Ancient Theatre


Uploaded by cgcclive on 30.12.2008

Transcript:
Where to begin a theatre history course
always involves an arbitrary decision.
Theatre, as defined as a communal human expression,
has probably been practiced since the dawn of humanity.
But the story of the foundation of western theatre
is essentially the story of the Greek city of Athens
in the fifth and fourth centuries BC.
It is a story dominated by five dramatists
three tragic, Aeschylus, Sophocles, and Euripides,
and two comic, Aristophanes and Menander
and by Aristotle, theatre’s first theorist and critic.
It is the story of how theatre as we know it started
in the worship of the god Dionysus
and grew into a civic festival linked to celebrating
both the gods and the city itself
during the golden age of Athenian democracy.

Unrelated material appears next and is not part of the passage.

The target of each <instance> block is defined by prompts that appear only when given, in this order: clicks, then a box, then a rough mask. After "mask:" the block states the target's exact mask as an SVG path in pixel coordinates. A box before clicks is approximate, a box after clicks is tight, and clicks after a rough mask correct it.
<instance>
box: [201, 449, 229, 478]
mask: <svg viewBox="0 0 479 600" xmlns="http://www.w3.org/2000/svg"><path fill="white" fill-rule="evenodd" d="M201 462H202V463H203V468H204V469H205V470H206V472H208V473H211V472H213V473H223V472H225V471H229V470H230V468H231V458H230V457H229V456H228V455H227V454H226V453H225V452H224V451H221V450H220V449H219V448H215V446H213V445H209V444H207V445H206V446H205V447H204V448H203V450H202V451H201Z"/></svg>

I’m standing in the amphitheater on CGCC’s campus
in The Dalles, a type of public space that comes to us
directly from the Greeks.
Ancient Greek theaters were large, open-air structures
that took advantage of sloping hillsides
for their terraced seating.
The core of any Greek theater is the orchestra,
the “dancing place” of the chorus
and the chief performance space.
The audience sat in the theatron, the “seeing place,”
on semi-circular terraced rows of benches.
The Athenian theater was not a business enterprise
like our theater but was financed by the Athenian state
as an integral part of a religious festival: the City Dionysia.
Theatre emerged from the same impulse as religion;
an attempt to make sense of the universe,
and to find meaning in the mysteries
that surrounded men’s lives.
Gradually, plays were separated from direct worship,
but dramatic festivals maintained a close connection
to the civic religion.
Plays were presented only during these festivals
and a professional theatre as we know it did not exist.
Three tragic poets were chosen each year to present
their plays at the festival. Each one of the tragedians
presented a group of four plays, three tragedies
and a satyr play, on one morning of the festival.
In the first half of the fifth century the three tragedies
often formed a connected trilogy.
which told a continuous story.
One connected trilogy survives, The Oresteia of Aeschylus.
This trilogy traces the story of the House of Atreus
from Agamemnon's murder by his wife after his return
from Troy to the acquittal of his son, Orestes,
who killed his mother in revenge.
The normal practice for tragedians of the
second half of the fifth century was to write
three unconnected tragedies,
which each dealt with a common idea or theme.
The existing plays of both Sophocles and Euripides
are examples of this development.
In his Poetics Aristotle defined theatre
as "an imitation of an action."
The Poetics is commonly understood
by critical theorists to be one of the earliest,
yet one of the most important, pieces of cultural criticism,
and has served as a model for playwrights
for the past 2,500 years.
Aristotle’s definition of the elements constituting
excellence in theatre significantly influenced
theatre practitioners subsequent periods,
and makes the theatre of the ancient Greeks
the natural starting point for the study
of western theatre history.
This first unit of our course covers the first three weeks.
We’ll spend this time looking at the ways that playwriting,
acting, and theatre architecture developed in Athens,
how these developments were interpreted by Aristotle
a century after they first occurred, and how the Romans
then incorporated and further developed
Greek dramatic forms and ideas
in their own professional public entertainment.